The first ever defeat of a Spartan hoplite army at full strength occurred at the Battle of Leuctra in 371 BC, after which Sparta's position as the dominant Greek city-state swiftly disappeared with the loss of large numbers of Spartiates and the resources of Messenia.
By the time of the rise of Alexander the Great in 336 BC, Sparta was a shadow of its former self, clinging to an isolated independence. During the Punic Wars Sparta was an ally of the Roman Republic. Spartan political independence was put to an end when it was eventually forced into the Achaean League.

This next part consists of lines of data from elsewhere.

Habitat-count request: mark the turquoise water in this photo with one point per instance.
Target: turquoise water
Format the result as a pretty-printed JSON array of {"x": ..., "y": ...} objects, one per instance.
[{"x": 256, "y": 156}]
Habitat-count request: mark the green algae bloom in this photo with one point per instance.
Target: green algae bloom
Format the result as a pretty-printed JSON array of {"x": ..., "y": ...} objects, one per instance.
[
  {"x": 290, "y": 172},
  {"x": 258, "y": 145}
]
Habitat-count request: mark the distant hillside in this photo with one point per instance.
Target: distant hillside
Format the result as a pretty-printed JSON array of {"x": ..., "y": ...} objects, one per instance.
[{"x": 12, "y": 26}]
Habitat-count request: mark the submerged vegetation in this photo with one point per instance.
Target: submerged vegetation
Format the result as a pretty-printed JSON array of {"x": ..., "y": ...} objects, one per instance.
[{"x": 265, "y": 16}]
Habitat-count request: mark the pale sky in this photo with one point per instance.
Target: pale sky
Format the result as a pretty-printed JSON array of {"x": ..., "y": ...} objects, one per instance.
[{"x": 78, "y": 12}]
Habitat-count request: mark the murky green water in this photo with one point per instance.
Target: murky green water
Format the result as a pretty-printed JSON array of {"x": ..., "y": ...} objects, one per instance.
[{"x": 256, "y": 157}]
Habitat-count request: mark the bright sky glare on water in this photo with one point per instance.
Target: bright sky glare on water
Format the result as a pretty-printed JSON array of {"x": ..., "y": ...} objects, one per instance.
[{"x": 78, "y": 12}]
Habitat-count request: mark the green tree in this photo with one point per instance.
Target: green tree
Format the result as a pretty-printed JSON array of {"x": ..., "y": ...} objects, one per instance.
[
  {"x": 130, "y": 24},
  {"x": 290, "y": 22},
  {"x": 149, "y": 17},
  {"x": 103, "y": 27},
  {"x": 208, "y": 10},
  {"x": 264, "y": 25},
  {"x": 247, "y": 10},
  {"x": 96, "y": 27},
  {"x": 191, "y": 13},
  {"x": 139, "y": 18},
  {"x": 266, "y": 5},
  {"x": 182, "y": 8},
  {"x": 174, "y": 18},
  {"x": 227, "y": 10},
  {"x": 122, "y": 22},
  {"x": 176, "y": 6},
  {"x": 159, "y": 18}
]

During the Roman conquest of Greece, Spartans continued their way of life and the city became a tourist attraction for the Roman elite who came to observe the "unusual" Spartan customs. Supposedly, following the disaster that befell the Roman Imperial Army at the Battle of Adrianople (AD 378), a Spartan phalanx met and defeated a force of raiding Visigoths in battle. There is, however, no genuine evidence of this occurring.
The decisive Greek victory at Plataea put an end to the Greco-Persian War along with Persian ambition of expanding into Europe. Even though this war was won by a pan-Greek army, credit was given to Sparta, who besides being the protagonist at Thermopylae and Plataea, had been the de facto leader of the entire Greek expedition.
In later Classical times, Sparta along with Athens, Thebes and Persia had been the main powers fighting for supremacy against each other. As a result of the Peloponnesian War, Sparta, a traditionally continental culture, became a naval power. At the peak of its power Sparta subdued many of the key Greek states and even managed to overpower the powerful Athenian navy. By the end of the 5th century BC it stood out as a state which had defeated at war the Athenian Empire and had invaded Persia, a period which marks the Spartan Hegemony.
During the Corinthian War Sparta faced a coalition of the leading Greek states: Thebes, Athens, Corinth, and Argos. The alliance was initially backed by Persia, whose lands in Anatolia had been invaded by Sparta and which feared further Spartan expansion into Asia. Sparta achieved a series of land victories but many of her ships were destroyed at Cnidus by a Greek-Phoenician mercenary fleet that Persia had provided to Athens. The event severely damaged Sparta's naval power but did not end its aspirations of invading further into Persia, until Conon the Athenian ravaged the Spartan coastline and provoked the old Spartan fear of a helot revolt.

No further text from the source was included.